Inmiddels heb ik vernomen dat deze toelichting op weerstand stuit bij het lid Te Veldhuis en dat hij voornemens is het wetsvoorstel in verband hiermee controversieel te laten verklaren. Met het oog op de voortgang van dit wetsvoorstel hecht ik er aan om bovenstaande toelichting als volgt te preciseren. Bij het verlenen van een ontheffing aan een burgemeester zal de raad deze ontheffing maximaal voor de duur van een jaar kunnen verlenen. De raad zal met andere woorden deze termijn niet mogen verlengen voor burgemeesters aan wie op grond van het «oude» regime een ontheffing van de Commissaris van de Koningin was verleend.
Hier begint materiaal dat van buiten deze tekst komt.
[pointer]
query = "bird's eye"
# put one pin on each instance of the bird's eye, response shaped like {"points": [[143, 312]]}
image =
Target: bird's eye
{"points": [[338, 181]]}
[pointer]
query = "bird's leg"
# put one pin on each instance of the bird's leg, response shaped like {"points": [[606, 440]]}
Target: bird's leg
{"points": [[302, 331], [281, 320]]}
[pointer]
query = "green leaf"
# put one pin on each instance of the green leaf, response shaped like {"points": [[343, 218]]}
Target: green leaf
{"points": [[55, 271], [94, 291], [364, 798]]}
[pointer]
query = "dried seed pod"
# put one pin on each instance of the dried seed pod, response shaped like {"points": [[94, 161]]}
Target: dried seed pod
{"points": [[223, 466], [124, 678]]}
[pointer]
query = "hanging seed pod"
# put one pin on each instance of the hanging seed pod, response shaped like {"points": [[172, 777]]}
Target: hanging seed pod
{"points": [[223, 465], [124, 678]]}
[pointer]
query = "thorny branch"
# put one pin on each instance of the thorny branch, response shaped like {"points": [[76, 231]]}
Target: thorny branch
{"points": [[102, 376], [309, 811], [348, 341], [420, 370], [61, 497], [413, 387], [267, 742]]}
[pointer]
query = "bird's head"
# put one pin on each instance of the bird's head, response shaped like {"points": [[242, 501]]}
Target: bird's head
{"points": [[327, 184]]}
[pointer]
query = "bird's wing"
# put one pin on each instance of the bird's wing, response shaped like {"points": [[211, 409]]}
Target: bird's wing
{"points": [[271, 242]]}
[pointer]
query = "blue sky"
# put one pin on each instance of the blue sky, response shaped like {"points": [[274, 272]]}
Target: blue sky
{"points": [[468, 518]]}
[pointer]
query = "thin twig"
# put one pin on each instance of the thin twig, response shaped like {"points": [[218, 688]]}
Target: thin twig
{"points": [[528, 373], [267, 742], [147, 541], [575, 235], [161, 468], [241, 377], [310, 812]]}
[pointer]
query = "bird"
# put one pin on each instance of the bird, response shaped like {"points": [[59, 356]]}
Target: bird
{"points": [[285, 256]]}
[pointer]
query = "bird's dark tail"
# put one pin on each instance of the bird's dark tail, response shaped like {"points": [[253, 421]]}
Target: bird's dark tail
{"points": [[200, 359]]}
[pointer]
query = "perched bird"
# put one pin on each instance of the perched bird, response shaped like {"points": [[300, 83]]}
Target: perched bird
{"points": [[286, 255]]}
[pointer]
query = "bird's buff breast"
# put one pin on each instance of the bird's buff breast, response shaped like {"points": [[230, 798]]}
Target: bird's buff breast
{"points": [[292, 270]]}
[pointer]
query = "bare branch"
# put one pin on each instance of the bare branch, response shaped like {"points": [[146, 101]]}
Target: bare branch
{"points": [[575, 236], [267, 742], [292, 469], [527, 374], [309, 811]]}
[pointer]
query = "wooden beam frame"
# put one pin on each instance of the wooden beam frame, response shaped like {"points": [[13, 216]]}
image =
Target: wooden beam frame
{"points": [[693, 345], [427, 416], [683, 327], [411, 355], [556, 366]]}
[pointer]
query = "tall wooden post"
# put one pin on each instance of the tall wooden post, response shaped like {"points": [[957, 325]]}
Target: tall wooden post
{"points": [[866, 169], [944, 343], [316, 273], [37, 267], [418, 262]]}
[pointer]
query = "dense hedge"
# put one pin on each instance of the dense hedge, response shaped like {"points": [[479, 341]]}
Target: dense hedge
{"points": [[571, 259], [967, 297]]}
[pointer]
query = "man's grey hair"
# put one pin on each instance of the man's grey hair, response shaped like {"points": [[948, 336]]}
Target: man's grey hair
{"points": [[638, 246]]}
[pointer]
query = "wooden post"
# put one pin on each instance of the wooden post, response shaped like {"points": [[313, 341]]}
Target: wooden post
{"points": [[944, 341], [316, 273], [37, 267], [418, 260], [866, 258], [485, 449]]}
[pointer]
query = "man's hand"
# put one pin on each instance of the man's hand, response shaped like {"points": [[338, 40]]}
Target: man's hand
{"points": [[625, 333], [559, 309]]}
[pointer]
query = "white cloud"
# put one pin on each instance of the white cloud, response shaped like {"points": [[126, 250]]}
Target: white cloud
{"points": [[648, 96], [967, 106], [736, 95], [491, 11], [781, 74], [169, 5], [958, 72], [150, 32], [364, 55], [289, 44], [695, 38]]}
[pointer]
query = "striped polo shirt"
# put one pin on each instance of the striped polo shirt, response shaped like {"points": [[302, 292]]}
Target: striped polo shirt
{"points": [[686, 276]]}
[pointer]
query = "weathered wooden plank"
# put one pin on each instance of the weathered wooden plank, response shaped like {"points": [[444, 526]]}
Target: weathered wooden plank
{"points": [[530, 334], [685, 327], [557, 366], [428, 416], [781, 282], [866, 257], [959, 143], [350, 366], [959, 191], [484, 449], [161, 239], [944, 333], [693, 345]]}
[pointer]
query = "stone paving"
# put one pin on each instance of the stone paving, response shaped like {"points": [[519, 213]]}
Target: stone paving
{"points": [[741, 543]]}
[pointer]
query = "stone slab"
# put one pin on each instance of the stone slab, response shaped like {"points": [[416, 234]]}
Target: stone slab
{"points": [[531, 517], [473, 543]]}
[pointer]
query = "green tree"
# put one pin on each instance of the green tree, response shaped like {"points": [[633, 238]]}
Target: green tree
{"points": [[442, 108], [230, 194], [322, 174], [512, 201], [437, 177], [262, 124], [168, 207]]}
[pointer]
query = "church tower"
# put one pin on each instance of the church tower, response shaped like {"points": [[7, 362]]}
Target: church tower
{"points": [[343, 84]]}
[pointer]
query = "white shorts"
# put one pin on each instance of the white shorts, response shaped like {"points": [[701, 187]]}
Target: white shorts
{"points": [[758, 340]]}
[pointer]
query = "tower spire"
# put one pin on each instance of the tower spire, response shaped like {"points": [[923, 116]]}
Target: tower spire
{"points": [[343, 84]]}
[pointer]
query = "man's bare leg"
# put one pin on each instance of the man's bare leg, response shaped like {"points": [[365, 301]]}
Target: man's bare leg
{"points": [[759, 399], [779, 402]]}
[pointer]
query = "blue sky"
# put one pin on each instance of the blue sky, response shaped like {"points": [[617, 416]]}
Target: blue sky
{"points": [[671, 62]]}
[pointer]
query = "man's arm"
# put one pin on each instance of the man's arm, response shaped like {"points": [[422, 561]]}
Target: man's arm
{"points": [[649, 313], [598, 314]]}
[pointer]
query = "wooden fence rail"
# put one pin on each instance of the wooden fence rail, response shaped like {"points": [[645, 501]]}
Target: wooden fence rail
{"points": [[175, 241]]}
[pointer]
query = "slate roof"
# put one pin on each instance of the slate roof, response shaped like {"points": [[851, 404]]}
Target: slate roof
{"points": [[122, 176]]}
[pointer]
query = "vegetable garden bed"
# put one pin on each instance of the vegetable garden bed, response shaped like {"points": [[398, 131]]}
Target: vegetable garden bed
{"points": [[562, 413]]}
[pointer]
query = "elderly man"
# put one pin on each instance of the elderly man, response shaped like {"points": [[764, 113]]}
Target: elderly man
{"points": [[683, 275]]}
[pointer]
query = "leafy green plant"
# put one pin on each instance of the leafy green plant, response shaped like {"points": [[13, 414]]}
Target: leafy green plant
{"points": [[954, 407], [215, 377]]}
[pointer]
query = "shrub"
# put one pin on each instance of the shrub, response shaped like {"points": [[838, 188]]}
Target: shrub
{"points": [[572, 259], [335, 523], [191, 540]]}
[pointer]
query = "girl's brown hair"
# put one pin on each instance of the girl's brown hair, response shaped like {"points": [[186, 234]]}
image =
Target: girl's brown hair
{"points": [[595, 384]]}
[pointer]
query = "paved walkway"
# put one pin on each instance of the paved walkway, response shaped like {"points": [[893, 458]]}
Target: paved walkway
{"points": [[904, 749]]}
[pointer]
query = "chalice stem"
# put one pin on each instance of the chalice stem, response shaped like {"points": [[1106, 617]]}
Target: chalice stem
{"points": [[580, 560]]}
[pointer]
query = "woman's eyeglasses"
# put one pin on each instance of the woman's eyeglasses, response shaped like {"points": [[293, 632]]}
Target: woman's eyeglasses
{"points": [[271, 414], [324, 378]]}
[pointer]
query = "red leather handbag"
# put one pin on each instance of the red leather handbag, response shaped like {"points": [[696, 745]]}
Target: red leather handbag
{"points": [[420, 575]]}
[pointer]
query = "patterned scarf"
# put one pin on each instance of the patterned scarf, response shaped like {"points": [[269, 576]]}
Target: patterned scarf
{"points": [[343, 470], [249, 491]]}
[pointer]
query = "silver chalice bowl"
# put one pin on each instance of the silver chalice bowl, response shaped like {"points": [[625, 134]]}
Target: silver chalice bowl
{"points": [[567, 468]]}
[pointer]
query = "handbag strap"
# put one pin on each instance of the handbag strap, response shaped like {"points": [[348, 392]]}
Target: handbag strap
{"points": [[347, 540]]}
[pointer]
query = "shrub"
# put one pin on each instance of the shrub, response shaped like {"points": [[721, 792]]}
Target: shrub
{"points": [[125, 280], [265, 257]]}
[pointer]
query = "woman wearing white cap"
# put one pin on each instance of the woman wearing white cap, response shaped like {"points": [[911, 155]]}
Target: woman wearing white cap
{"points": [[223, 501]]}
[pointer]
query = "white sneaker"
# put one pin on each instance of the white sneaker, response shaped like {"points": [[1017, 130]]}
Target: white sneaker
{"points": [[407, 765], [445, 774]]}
Ik kan uiteraard niet uitsluiten dat in een eventuele rechterlijke procedure de rechter bij een burgemeester opgewekte verwachtingen honoreert en deze zich op het standpunt zal stellen dat een burgemeester aan wie door de Commissaris van de Koningin een ontheffing is verleend aanspraak kan maken op de eerdere ontheffing. Volgens de mij thans bekend zijnde gegevens is er echter maximaal aan één burgemeester langer dan voor de duur van een jaar ontheffing verleend van het vereiste om woonplaats in de gemeente te hebben. Eventueel zal derhalve alleen van deze burgemeester, werkzaam in de provincie Zuid-Holland, opgewekte verwachtingen gehonoreerd kunnen worden. Aan de overige burgemeesters aan wie ontheffing is verleend is volgens de mij bekend zijnde gegevens de ontheffing maximaal voor de duur van een jaar verleend.

Ik ga er van uit dat met bovenstaande precisering van de toelichting niets meer aan de weg staat aan een spoedige behandeling van dit wetsvoorstel door Uw Kamer. Ik benadruk hierbij dat het voor de gemeentelijke uitvoeringspraktijk van groot belang is dat de Aanpassingswet zo spoedig mogelijk in werking treedt.